Dress Code: I was surprised to find that The Smith Center doesn’t enforce a dress code. If you’ve been to Vegas before, you know how dress codes can make or break an experience so this is a welcome change. Most people will still dress properly for the occasion, but you won’t be kicked out if you’re wearing sneakers or jeans. (Special Note: I did not wear jeans or sneakers. I didn’t want to risk it.)

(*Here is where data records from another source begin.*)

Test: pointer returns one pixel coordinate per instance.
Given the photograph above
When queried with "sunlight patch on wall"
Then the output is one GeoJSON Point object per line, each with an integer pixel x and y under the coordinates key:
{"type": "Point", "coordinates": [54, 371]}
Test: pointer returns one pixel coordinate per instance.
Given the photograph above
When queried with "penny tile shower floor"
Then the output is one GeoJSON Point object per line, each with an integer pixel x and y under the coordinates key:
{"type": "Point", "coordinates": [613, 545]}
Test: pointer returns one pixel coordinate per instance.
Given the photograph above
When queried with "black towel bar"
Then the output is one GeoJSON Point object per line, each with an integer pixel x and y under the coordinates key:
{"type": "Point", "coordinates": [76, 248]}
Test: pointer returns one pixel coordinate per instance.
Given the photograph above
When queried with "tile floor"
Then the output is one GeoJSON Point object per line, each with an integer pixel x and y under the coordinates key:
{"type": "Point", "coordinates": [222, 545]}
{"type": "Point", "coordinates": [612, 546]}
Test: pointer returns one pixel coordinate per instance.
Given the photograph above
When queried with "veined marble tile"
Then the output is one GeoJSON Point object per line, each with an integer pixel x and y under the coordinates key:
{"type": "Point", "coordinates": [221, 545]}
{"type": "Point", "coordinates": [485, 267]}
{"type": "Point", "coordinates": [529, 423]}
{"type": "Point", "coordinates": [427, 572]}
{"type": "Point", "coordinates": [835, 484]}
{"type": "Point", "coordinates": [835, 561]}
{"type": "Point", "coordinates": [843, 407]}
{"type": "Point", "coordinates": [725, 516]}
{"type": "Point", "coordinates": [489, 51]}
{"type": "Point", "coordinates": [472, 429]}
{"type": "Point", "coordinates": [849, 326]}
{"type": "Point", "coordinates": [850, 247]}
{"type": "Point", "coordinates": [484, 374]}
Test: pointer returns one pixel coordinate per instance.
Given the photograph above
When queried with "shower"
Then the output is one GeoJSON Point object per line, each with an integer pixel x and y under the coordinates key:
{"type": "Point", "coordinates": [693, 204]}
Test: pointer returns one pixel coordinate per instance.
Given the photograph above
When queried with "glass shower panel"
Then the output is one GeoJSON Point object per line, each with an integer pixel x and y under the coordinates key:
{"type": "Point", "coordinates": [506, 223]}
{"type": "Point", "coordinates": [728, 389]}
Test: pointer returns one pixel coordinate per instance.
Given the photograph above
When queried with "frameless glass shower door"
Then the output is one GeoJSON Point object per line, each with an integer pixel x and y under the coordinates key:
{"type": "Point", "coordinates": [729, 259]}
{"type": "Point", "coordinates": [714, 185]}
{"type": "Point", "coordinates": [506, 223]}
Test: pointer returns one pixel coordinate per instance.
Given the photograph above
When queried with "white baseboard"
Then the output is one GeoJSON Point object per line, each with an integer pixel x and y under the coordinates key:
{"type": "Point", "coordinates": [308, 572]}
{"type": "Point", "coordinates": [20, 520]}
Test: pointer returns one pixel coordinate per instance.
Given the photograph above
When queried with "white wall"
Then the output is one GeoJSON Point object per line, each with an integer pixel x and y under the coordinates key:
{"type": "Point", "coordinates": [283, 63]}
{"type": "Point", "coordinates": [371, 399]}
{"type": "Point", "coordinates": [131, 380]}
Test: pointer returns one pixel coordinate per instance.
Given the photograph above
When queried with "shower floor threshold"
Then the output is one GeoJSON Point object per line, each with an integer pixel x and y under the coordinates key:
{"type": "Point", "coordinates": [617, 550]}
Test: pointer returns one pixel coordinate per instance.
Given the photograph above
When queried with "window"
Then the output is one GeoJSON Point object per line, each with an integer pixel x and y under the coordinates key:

Performances: Both productions (Cinderella and Romeo and Juliet) were gorgeous. I have no background and little knowledge in ballet, so I can’t give an in-depth review of the technical aspects of the performance. But I can tell you, the costumes were breathtaking, as was the scenery and the choreography. The entire aesthetic of Cinderella reminded me of a watercolor painting, and the final dance between Romeo and Juliet almost brought me to tears. I was nervous prior to seeing Cinderella, since I had never been to a ballet before and wasn’t sure if I would be able to appreciate it. My fears were quickly quelled, and I found myself moved by the emotion and the grace of the dancers.

Parking: Parking isn’t as big of an issue as it might be on the Strip, but it’s still a good idea to get there early. There’s usually no shortage of spaces, but you don’t want to cross giant parking lots in your best theater attire if you don’t have to.

Special Notes: They will sell snacks and drinks in the lobby, but be sure to not take the food into the theater. I was scolded for having M&Ms prior to Romeo and Juliet by an usher, whom apparently had no issue with the woman texting during the actual performance. Seems a little strange to me, but I digress.